I’ve been working with the glowbit rainbow tonight. I’ve just hooked power and data direct to the Arduino.

I found this popular library which did get it working… mostly.

#include <FastLED.h>

#define NUM_LEDS 13
#define DATA_OUT 30
#define DATA_SINK 31


void setup() { 
  pinMode(DATA_OUT, OUTPUT);
  pinMode(DATA_SINK, INPUT);
  FastLED.addLeds<WS2812B, DATA_PIN, RGB>(leds, NUM_LEDS); 

void loop() {
  for(int i = 0; i < NUM_LEDS; i++) {
    leds[i] = CRGB::Red; // <-- This line here!

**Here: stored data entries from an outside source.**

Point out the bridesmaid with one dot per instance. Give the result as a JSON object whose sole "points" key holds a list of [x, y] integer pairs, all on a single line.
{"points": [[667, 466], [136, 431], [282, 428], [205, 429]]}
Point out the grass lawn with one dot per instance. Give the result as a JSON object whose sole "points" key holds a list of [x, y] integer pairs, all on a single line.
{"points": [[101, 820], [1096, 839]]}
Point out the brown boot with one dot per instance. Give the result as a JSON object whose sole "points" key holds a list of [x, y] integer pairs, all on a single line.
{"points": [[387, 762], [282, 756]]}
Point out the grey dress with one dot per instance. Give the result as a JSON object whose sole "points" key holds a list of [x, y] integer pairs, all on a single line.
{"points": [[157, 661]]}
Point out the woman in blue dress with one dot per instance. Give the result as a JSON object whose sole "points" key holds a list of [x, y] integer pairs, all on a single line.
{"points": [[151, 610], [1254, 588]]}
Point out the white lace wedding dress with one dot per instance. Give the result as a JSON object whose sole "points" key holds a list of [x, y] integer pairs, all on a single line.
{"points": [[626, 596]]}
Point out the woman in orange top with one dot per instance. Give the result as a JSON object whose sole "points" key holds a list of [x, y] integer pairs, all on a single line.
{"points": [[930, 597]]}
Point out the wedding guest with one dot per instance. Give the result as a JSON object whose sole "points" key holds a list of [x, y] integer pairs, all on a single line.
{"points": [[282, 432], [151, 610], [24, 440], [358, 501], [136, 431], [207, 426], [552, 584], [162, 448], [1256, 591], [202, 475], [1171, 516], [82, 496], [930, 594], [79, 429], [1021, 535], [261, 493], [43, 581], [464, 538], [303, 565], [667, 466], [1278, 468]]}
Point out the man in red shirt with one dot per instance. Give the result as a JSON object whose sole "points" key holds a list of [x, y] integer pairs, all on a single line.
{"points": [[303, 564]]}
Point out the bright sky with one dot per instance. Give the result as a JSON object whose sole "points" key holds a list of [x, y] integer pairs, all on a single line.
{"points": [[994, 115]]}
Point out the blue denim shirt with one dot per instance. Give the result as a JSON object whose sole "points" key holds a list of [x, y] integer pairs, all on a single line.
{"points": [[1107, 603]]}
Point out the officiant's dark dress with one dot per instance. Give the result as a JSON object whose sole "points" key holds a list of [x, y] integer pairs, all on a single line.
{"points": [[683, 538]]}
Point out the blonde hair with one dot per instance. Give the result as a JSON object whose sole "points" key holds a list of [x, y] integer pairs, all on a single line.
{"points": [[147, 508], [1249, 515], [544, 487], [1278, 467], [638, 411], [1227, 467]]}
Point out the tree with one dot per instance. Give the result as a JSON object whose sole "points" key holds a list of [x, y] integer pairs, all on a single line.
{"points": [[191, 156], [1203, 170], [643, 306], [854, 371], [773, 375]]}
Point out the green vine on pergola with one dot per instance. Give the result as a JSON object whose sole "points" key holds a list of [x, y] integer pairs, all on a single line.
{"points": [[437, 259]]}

LED's Show GREEN!
    leds[i] = CRGB::Black;

void ledPop() {

This library seems to have a mode for WS2812B systems but for whatever reason every output throws the wrong colour to the glowbit. (Black does work however). It is as though the glowbit wants ARGB but the software is punching out RGBA.

  • Is anyone here aware of something I’m missing about the WS2812B systems? This is my first time working with WS2812B strips so I figure there may be some trick I need to include.
  • Can anyone recommend another library where they have already found joy?